Gilberto Gil tem uma carreira extensa e cheia de acertos, mas confesso não ter muita dificuldade em apontar seu melhor trabalho. Me refiro ao espetacular Expresso 2222 (1972), álbum que celebra a volta do artista ao Brasil após três anos exilado em Londres.

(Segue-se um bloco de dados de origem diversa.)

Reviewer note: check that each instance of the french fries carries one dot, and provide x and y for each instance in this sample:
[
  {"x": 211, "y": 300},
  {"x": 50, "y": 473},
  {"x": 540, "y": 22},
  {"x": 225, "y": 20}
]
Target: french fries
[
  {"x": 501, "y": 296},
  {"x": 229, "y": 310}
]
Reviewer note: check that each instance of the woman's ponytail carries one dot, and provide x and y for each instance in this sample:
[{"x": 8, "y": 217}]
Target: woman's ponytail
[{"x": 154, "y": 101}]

O disco começa ao som regional da Banda de Pífanos de Caruaru em "Pipoca Moderna", faixa de autoria do Caetano Veloso. Essa influência da música folclórica brasileira percorre por todo o álbum. Isso fica evidente no sotaque nordestino da espetacular "O Canto da Ema", com direito a solo de baixo do Bruce Henri e groove desconcertante de bateria do Tutty Moreno. Em "Chiclete Com Banana" (eternizada por Jackson do Pandeiro), Gil traz uma levada sofisticada com forte influência da Bossa Nova.

O álbum contém uma das faixas mais rockeiras do Gilberto Gil, a ótima "Back in Bahia", que narra a saudade do Brasil durante seu exílio. Instrumentalmente é a guitarra imponente do lendário Lanny Gordin que salta aos ouvidos. Outras canções que trazem a participação do guitarrista é a psicodélica "Ele e Eu" (com direito a uma harmonia estranhíssima) e o forró-rockeiro "Sai do Sereno", com direito a mais uma performance espetacular do baterista Tutty Moreno.

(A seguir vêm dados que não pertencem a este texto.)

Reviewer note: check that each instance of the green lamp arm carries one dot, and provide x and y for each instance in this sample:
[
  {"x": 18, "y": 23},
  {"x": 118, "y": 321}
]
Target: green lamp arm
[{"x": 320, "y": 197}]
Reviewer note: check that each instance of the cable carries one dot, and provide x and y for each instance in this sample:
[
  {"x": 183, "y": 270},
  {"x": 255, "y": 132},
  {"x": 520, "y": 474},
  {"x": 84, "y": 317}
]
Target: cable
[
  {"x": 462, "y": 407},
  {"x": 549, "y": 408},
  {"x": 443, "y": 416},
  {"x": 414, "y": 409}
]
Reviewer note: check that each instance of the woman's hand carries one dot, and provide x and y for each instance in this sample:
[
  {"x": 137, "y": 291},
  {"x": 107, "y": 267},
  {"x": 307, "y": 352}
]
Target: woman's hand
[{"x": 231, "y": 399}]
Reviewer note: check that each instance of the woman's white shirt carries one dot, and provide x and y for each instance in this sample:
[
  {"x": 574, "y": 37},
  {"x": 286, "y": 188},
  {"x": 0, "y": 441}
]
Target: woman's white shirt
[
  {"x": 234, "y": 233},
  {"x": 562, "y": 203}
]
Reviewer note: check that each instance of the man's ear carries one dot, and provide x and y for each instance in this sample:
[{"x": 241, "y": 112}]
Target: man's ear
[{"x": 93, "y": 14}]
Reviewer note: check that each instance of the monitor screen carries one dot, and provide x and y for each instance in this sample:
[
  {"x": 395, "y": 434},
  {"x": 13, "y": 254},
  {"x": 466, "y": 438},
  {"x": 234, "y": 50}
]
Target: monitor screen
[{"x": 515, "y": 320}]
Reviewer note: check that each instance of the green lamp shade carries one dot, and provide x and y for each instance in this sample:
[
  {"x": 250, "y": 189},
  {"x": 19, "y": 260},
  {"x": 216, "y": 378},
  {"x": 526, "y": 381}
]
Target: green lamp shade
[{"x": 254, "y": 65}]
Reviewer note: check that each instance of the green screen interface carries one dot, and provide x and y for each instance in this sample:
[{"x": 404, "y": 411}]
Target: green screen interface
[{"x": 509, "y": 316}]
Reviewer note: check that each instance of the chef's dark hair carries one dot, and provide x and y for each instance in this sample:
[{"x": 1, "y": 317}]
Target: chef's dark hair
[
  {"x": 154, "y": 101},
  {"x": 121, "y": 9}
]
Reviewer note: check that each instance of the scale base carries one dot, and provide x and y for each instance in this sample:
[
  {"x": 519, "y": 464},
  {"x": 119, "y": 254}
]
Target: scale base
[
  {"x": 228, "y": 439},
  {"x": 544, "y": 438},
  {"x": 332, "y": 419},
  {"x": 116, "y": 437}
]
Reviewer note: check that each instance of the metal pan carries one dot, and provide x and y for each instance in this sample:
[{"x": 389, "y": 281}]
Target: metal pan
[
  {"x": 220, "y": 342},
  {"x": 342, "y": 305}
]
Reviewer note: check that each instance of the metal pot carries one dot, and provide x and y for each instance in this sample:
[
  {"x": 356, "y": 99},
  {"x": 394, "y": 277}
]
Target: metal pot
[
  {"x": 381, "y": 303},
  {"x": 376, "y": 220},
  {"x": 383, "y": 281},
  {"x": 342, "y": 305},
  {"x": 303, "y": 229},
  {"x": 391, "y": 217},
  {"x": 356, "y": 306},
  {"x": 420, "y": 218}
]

"Expresso 2222" é uma das composições mais conhecidas do repertório do Gilberto Gil. Ela chama atenção por sua levada de violão bastante particular. Se não bastasse seu groove desconcertante ao tocar e cantar, a harmonia de músicas como "O Sonho Acabou" e "Oriente" beira o absurdo.

"Cada Macaco no seu Galho (Cho Chuá)" tem a participação de Caetano Veloso, celebrando com Gil uma das melhores parcerias da música brasileira. "Vamos Passear no Astral" e "Está Na Cara, Está Na Cura" fecham o álbum em clima carnavalesco e lisérgico.

Gilberto Gil fez ótimos discos na fase tropicalista (vide Gilberto Gil, de 1969) e outros posteriores ao Expresso 2222 (vide Refazenda, de 1975), mas é mesmo este clássico álbum de 1972 que colocou o artista entre os grandes nomes da música brasileira.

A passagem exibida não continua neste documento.